Il diritto alla normalità. Nel catalogo dei diritti e delle prerogative dell’infanzia dovrebbe essere scritto a caratteri cubitali, e assicurato a ogni bambina e bambino. Anche se si tratta di un enfant prodige, e di una ragazzina o un ragazzino particolarmente dotati. Come in una pellicola da poco nelle sale, «The Gifted – Il dono del talento», diretto da Marc Webb.

 Il film racconta la storia di una geniale bimba di 7 anni, figlia di una studiosa di matematica suicida e al centro di una contesa legale tra lo zio e la nonna per ottenerne la custodia legale. La posta in palio riguarda la tipologia di istituto in cui farla studiare per coltivarne il talento precocissimo, ma, in verità, finisce per coincidere con la stessa possibilità o meno per la piccola Mary di godere di un’infanzia simile a quella dei suoi coetanei.

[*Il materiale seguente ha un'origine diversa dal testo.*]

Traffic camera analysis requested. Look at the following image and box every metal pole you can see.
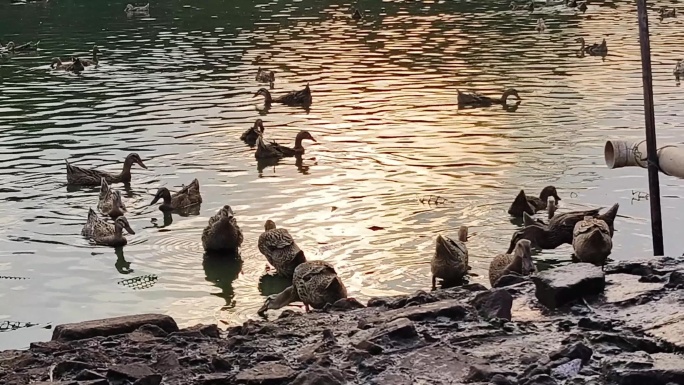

In una società quale la nostra, strutturalmente fondata sulla dimensione competitiva, il poter contare su una condizione di partenza straordinaria (la genialità) dei figli può naturalmente rendere felici i genitori. Per i quali, però – almeno quelli più sensibili – subentra il dilemma intorno alle scelte da fare affinché le modalità di assecondare i doni naturali arrivati in dote ai figli non precludano loro la serenità, e quello che è, legittimamente, «Il desiderio di essere come tutti» (per citare un fortunato romanzo, di altro argomento, di Francesco Piccolo).

Tanto più che l’art. 12 della Convenzione Onu sui diritti dell’infanzia e dell’adolescenza riconosce al minore il diritto di venire ascoltato in riferimento a tutti i processi decisionali che lo riguardano, e il corrispondente dovere dei genitori di tenere in considerazione l’opinione del bambino. Un’infanzia dotata può, infatti, convertirsi in una gabbia (tutt’altro che dorata), e generare magari tanta rabbia per gli anni a venire.

 

La normalità non esiste, sosteneva il filosofo Michel Foucault, che ha dedicato la sua vita di studioso alla «volontà di sapere» e decostruire il tasso di costruttivismo e artificialità presente all’interno di ogni aspetto delle società (e istituzioni) umane. Ma proprio il caso dei bambini dotati vale come cartina di tornasole dell’esistenza, invece, di un’aspirazione estremamente diffusa (nel loro caso di sicuro, così come in quello di tanti altri meno fortunati intellettualmente di loro) alla normalità quale condizione di una vita da trascorrere insieme ai loro coetanei, su un piano di parità, e condividendo la totalità delle esperienze – a partire da quelle, appunto, più «banali» – che risultano indispensabili sul cammino della crescita e dell’edificazione della personalità.

 

In Italia, per fare un esempio, tante esperienze pedagogiche – da Gianni Rodari a Loris Malaguzzi, fino al «Reggio Emilia approach» – si basano, tra gli altri principi, sul presupposto della valorizzazione della creatività dei bambini in una dimensione di interazione tra le loro diversità e particolarità. E, in un mondo di muri (e di bulli), proprio di contaminazioni e ibridazioni abbiamo tutti quanti assolutamente bisogno. Vale anche per i piccoli dotati di talenti fuori dall’ordinario, per coltivare i quali esistono percorsi pedagogici differenti da quelle goffmaniane istituzioni totali che rischiano di essere le varie scuole dedicate esclusivamente a loro.